With 1200 hectares, the Bitterfeld-Wolfen Chemical Park is one of Germany's largest chemical sites. Around 300 resident manufacturing and commercial companies benefit here from a highly integrated cluster that offers a secure supply of basic chemicals and technical gases.

Methanol synthesis based on CO2 and green hydrogen from renewable energies

Gas and steam plant, wastewater purification and biomethane plant – CO2 is currently emitted in various thermal, chemical and biological processes at the chemical park. “Establishing a circular economy in which this CO2 is converted into methanol as C1 building block is very promising in terms of reducing CO2 emissions in the energy-intensive chemical industry,” explains Dr. Matthias Jahn of Fraunhofer IKTS, who is leading the project. “As part of the feasibility study, we want to look at this new process chain and develop a concept using electrolysis technologies.

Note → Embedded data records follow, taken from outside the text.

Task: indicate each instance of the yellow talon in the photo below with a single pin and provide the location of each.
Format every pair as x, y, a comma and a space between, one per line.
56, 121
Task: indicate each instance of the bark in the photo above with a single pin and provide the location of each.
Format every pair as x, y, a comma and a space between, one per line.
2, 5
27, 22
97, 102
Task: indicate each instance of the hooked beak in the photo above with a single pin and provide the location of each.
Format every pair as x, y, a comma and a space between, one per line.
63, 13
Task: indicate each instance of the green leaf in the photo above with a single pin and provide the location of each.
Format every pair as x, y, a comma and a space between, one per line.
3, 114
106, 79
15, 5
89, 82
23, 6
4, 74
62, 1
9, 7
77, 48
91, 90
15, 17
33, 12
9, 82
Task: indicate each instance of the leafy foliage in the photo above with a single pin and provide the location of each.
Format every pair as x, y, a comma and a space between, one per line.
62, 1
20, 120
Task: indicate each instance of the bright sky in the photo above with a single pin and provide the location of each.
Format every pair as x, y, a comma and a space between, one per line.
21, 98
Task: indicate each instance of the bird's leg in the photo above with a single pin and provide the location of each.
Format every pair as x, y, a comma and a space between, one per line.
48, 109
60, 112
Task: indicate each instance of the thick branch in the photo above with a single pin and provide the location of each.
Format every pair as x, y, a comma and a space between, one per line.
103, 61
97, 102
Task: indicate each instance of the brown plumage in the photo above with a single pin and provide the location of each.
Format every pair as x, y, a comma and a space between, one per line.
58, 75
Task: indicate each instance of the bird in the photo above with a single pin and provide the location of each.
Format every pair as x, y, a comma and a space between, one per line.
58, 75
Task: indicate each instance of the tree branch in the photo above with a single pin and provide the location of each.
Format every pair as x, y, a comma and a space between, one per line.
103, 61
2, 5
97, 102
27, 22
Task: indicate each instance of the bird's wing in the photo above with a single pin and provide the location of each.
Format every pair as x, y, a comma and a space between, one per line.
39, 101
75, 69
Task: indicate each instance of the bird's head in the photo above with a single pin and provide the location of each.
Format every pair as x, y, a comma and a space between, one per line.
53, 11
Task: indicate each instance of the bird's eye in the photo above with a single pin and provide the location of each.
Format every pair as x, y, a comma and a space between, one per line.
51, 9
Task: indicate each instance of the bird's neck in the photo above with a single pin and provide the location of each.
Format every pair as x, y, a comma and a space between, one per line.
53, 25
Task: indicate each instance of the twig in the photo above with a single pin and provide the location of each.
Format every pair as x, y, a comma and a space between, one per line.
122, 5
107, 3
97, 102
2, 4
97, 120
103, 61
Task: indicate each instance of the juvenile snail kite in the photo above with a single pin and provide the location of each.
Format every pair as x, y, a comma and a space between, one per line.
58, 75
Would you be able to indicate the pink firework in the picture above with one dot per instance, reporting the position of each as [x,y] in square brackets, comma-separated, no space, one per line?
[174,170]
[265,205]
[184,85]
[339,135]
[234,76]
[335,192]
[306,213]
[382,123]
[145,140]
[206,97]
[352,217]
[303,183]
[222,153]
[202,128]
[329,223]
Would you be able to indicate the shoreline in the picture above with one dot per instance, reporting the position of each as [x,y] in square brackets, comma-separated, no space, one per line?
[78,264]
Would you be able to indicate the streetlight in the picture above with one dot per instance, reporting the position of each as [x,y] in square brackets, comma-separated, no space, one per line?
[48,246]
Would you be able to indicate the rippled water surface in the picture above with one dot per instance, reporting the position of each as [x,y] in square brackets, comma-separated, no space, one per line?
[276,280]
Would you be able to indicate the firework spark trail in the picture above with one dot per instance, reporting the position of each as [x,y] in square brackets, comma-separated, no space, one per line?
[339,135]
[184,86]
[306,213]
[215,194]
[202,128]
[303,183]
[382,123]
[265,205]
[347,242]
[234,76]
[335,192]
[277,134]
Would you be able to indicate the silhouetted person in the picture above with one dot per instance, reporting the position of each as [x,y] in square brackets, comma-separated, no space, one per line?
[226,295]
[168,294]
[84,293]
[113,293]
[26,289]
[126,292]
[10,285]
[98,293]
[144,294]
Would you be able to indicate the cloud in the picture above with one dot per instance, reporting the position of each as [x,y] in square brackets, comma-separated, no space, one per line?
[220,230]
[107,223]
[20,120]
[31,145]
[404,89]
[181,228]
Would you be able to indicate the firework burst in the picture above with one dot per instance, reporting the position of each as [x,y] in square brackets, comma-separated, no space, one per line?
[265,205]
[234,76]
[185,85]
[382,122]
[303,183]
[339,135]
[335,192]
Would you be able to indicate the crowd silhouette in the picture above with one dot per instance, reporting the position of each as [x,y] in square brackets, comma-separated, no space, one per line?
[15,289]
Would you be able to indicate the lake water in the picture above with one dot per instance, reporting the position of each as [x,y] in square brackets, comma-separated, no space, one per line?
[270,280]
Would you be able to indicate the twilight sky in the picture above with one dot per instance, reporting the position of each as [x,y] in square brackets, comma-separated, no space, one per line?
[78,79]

The process thus contributes significantly not only to reducing CO2 emissions into the environment, but also to increasing the efficiency of the entire cluster.”

High-temperature electrolysis in particular could prove to be beneficial here, especially in terms of increasing energy efficiency: The use of waste heat streams from other processes at the chemical park and the possibility of converting water vapor directly into suitable synthesis gas using CO2 offer potential advantages here for the process route under consideration.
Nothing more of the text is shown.